People willing to live in the centre can either leave the car on the street, which may be not an easy task, or rent a parking place at the closest car park. The minimum cost is about 200 Euro/month, depending on the area and size of the car. It is a custom in condominiums to have a doorman: he usually provides in cleaning common areas, control the access to the condominium during working hours, receive packages and registered mail from mailman and couriers. Just a few condominiums in Rome opted for the dismissal of the doorman and they hired instead a cleaning company just for the maintenance of common parts.

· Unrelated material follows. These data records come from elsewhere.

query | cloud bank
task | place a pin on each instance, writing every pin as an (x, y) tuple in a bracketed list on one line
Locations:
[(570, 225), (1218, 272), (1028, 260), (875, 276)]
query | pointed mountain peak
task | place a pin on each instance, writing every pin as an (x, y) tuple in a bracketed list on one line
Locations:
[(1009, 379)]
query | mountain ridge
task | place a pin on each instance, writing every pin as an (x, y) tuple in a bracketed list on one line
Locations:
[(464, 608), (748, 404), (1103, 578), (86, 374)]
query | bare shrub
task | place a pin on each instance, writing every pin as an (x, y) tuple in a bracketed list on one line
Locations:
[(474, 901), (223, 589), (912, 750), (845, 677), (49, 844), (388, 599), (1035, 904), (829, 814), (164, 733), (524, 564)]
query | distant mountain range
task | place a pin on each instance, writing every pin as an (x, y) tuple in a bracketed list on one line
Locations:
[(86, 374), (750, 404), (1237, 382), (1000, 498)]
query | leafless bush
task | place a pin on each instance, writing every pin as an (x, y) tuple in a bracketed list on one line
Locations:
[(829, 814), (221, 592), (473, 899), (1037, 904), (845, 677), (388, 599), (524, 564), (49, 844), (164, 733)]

Most of the building have an elevator, but not in the historic centre where buildings’ structure and architectural aesthetics does not allow the installation of such a comfort. Parking spaces could represent an issue: in some areas like historic centre, Prati and some parts of the Parioli is almost impossible to find an available parking space during working hours, so it is recommended to give priority to properties that have their proper garage or a reserved parking space in condominium’s garage.
Anyway, apart from some areas, it is not difficult to find a parking spot on the streets or a private garage that will offer a parking space for a monthly fee. Real estate is particularly expensive in Rome, especially if one chooses to live in the City Centre or in the nearby areas. Although the crisis in recent years has helped to increase the availability of accommodations and to bring rent prices down, or at least make landlords more inclined to negotiate, the property market still mainly revolves around buying and selling rather than renting.
What to expect, or not to expect, from the market?
House with a garden: The few houses with gardens that are available are located outside the city centre.
House/apartment with 4 or more bedrooms: A “standard” unit of accommodation in Italy will have 2 or 3 bedrooms. Four bedrooms are at a premium. In luxury apartments, especially those in historical buildings, the 4th bedroom will be near the kitchen. Depending on the size, and obviously on the family’s requirements, it will be used for a wide range of purposes, such as a guest or maid’s bedroom, a study, a laundry room or a walk-in wardrobe.
Furnished accommodation with 3/4 bedrooms: The larger the accommodation unit is, the less likely it is to be furnished, and it is even less likely to be furnished tastefully. In university towns in particular, large furnished apartments mainly aim to cater to students. There are very few furnished houses, although there are some exceptions in the more “international” towns and cities and/or in areas near international schools.
Terrace/Balcony: The availability of apartments with terraces or balconies is extremely limited, especially in city centres. Due to this shortage, the presence of a terrace/balcony is considered a “plus” which significantly increases a property’s value and therefore the rent.
Parking: The closer the accommodation is to the centre, the more limited the parking will be. When it is available, parking is considered a “plus” and it significantly adds to a property’s value. People who require a parking space in city centres tend to rent one separately in a public garage. In Milan and Rome, the monthly cost is likely to be €200 or more, depending on the area and the size of the car.
Air Conditioning: Despite hot summers, air conditioning does not come as standard. It is more likely to be found in luxury accommodation. When it is not available, owners will not normally be willing to install air conditioning units if asked to do so by tenants. Portable units may be a reasonable compromise in these circumstances.